Elles n’en ont que trop, par Apollon, surtout quand le cabaret n’est pas loin.


CHŒUR DE VIEILLARDS.

Ô magistrat, que de paroles perdues ! Pourquoi entrer en pourparlers avec ces bêtes furieuses ? Ignores-tu dans quel bain elles nous ont trempés, et cela sans lessive ?


CHŒUR DE FEMMES.

Mais, mon ami, il ne faut pas se permettre légèrement de toucher aux autres : si tu t’y exposes, tes yeux seront bientôt pochés ; moi, j’aime rester tranquille, comme une jeune fille : je ne cherche à nuire à personne, je ne changerais pas un fétu de place, pourvu qu’on ne vienne pas me tracasser et m’agacer comme un essaim de guêpes.


CHŒUR DE VIEILLARDS.

Ô Jupiter ! Que faire à une telle engeance ? On ne doit pas souffrir cela.

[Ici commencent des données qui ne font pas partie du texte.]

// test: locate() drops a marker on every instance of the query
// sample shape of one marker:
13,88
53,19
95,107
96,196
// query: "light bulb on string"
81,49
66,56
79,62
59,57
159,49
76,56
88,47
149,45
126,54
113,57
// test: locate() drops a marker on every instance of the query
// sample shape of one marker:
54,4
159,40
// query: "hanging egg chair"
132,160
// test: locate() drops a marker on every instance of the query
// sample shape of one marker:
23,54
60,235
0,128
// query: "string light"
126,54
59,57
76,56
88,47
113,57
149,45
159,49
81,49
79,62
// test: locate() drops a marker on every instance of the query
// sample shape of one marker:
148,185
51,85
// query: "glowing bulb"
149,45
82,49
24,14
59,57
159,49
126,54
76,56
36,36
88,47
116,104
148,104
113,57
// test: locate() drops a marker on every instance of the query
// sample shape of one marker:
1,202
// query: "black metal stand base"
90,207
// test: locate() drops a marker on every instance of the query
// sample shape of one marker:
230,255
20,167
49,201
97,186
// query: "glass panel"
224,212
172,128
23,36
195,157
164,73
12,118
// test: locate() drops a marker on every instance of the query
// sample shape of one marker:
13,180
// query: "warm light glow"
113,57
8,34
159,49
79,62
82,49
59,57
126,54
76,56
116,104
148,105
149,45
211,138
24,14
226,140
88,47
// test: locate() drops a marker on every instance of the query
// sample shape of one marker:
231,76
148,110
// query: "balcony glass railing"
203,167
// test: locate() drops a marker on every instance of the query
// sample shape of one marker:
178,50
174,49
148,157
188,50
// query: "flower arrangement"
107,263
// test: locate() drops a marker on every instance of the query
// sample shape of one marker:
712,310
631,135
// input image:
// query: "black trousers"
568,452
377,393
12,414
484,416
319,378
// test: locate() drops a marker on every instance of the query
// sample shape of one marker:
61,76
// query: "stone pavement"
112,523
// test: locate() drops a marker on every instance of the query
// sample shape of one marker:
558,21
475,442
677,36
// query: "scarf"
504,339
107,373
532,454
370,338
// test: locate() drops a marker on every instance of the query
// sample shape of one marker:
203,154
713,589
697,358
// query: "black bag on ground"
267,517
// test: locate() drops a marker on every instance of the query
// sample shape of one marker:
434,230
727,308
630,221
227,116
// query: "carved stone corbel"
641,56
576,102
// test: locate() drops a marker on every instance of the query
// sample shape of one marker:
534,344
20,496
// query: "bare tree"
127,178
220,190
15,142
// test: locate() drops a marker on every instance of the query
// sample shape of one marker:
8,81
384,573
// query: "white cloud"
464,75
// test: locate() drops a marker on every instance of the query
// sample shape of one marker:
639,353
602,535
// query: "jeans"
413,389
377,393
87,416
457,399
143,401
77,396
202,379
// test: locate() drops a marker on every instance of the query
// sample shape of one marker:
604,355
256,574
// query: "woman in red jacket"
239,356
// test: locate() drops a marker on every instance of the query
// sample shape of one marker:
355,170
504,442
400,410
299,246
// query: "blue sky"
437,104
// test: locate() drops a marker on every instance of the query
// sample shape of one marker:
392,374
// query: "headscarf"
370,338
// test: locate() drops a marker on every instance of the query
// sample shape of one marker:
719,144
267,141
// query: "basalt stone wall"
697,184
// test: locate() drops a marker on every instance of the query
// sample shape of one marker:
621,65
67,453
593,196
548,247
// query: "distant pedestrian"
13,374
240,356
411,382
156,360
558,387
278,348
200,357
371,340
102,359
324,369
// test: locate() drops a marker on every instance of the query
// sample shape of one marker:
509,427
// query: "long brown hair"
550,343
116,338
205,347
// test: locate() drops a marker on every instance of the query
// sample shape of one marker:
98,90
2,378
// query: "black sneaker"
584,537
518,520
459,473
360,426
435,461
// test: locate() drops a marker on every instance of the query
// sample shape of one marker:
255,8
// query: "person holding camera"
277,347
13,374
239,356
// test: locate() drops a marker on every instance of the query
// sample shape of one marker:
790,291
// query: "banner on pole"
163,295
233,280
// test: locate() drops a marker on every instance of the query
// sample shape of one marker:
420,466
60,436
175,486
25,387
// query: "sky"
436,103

Mais voyons, cherche avec moi la cause de cet excès : quel était leur dessein en s’emparant de la citadelle de Cranaüs, de ce roc inaccessible, et du temple sacré ? Questionne, sois peu crédule et mets en jeu tous tes moyens. Ce serait honteux si, par notre négligence, nous ne percions pas ce mystère.


LE MAGISTRAT.

Oui, certes, voici d’abord ce que je veux savoir d’elles. Pourquoi vous êtes-vous barricadées dans la citadelle ?


LYSISTRATA.

Pour mettre le trésor public en sûreté et vous ôter tout motif de faire la guerre.